DETAILS of the reburial of Richard III have finally been announced, following the failure of a High Court bid to see him re-interred in York.

The last Plantagenet monarch will be re-interred in Leicester Cathedral next spring in what has already been dubbed “an effective state funeral.”

The ceremony will take place on March 26 and will be the culmination of a week of events honouring the long-dead king.

He was killed at the Battle of Bosworth in 1485 and afterwards was hastily buried under a church that was demolished many years ago.

But in 2012, in a search instigated by Darlington-born screenwriter Philippa Langley, archaeologists from Leicester University found his remains under a council car-park in the city.

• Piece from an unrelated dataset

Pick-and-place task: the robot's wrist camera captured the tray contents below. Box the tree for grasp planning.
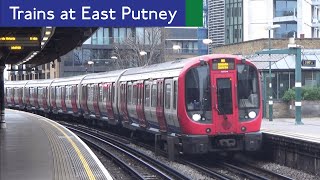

A group calling themselves the Plantagenet Alliance led calls for the monarch to be buried in York – a city with which he was closely associated - and were granted a judicial review.

But they lost their battle in May this year, leaving Leicester Cathedral free to continue with their plans to re-inter the former king, who spent much of his childhood at Middleham.

The king’s remains are currently in the care of Leicester University and will be transferred into a lead-lined coffin on March 22 when they will travel by hearse to Bosworth for a day of events marking the king's final movements.

The journey will see the hearse travel through villages that were significant to the monarch's final days ahead of a service in Bosworth.

The coffin will then return to Leicester Cathedral where the monarch's remains will then lie in repose, his coffin covered with a commissioned pall, for three days to allow for members of the public to pay their respects.

Although the re-interment service will not be an official state funeral it will be similar – and will be broadcast live on Channel 4.

The Bishop of Leicester, the Right Revd Tim Stevens, said: "Our cathedral has been consistently committed to providing a fitting, dignified and memorable ceremony for the re-interment of King Richard.

"We can now see how this works out in detail and our city and county look forward to all the events of next spring."

The cathedral has already raised £1m of the £2.5m cost of the re-interment and the Duke of Gloucester has been named as the patron of the appeal. The patronage is appropriate because, before he became king in 1483, Richard was himself Duke of Gloucester.